Posted: Jan. 14, 2015 | Tags: journalism
Photo by Christina Animashaun, IRW
David Donald teaches data journalism at AU.
David Donald, now data editor at the Investigative Reporting Workshop, and a team at the Center for Public Integrity today received the first-place 2014 Philip Meyer Journalism Award from the National Institute for Computer-Assisted Reporting.
The Center won for "The Medicare Advantage Money Grab," by Fred Schulte, David Donald, Erin Durkin and Chris Zubak-Skees. The project revealed nearly $70 billion in “improper” Medicare payments to health plans from 2008 through 2013. The investigation exposed how federal officials missed multiple opportunities to corral overcharges and other billing errors.
The judges noted that despite the challenges of dealing with complex and voluminous government data, the Center aptly dissected the shocking shortcomings of a program that was meant to stabilize costs, but instead has allowed the industry to harvest huge sums by saying patients were sicker than they were. The explanation of the risk score system and the analysis of how it is manipulated was particularly lucid, according to the judges.
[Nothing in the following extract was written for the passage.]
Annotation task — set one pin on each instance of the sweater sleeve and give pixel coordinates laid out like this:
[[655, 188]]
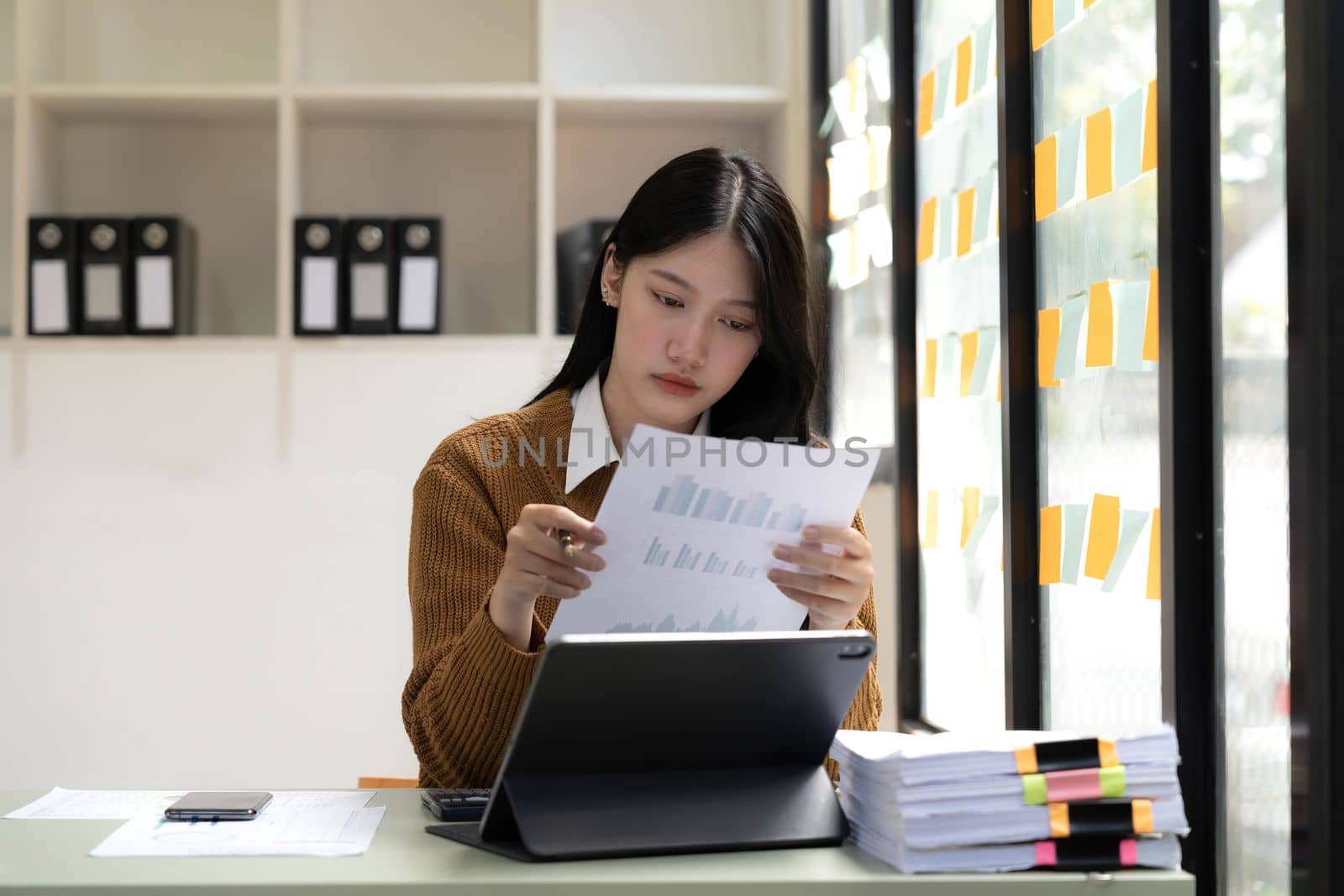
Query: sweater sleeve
[[467, 683], [866, 708]]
The awards are in honor of Philip Meyer, professor emeritus and former Knight Chair of Journalism at the University of North Carolina at Chapel Hill, and the Meyer Award recognizes the best uses of social science methods in journalism. Meyer is the author of Precision Journalism, the seminal 1972 book (and subsequent editions) that focused growing numbers of journalists on the idea of using social science methods to do better journalism. He pioneered the use of survey research as a reporter for Knight Ridder newspapers to explore the causes of race riots in the 1960s.
Second place was awarded to ProPublica’s "Temporary Work, Lasting Harm" by Michael Grabell, Olga Pierce, Jeff Larson and Lena Groeger, which exposed a disturbing, little-noticed trend taking hold in industrial America — major companies have turned to temporary workers to fill dangerous jobs in factories, warehouses and processing plants, where they face a much greater risk of injury than other workers.
Third place was awarded to “Water's Edge — The crisis of rising sea levels,” by Ryan McNeill, Deborah J. Nelson and Duff Wilson of Reuters. These stories examined the continuing effects of rising seas on the United States and the country’s response to an increasingly watery world.
NICAR is a joint program of Investigative Reporters and Editors and the Missouri School of Journalism. The Meyer Award is supported by IRE and the Knight Chair in Computer-Assisted Reporting at Arizona State University. The awards will be presented on March 7 in Atlanta at the 2015 Computer-Assisted Reporting Conference.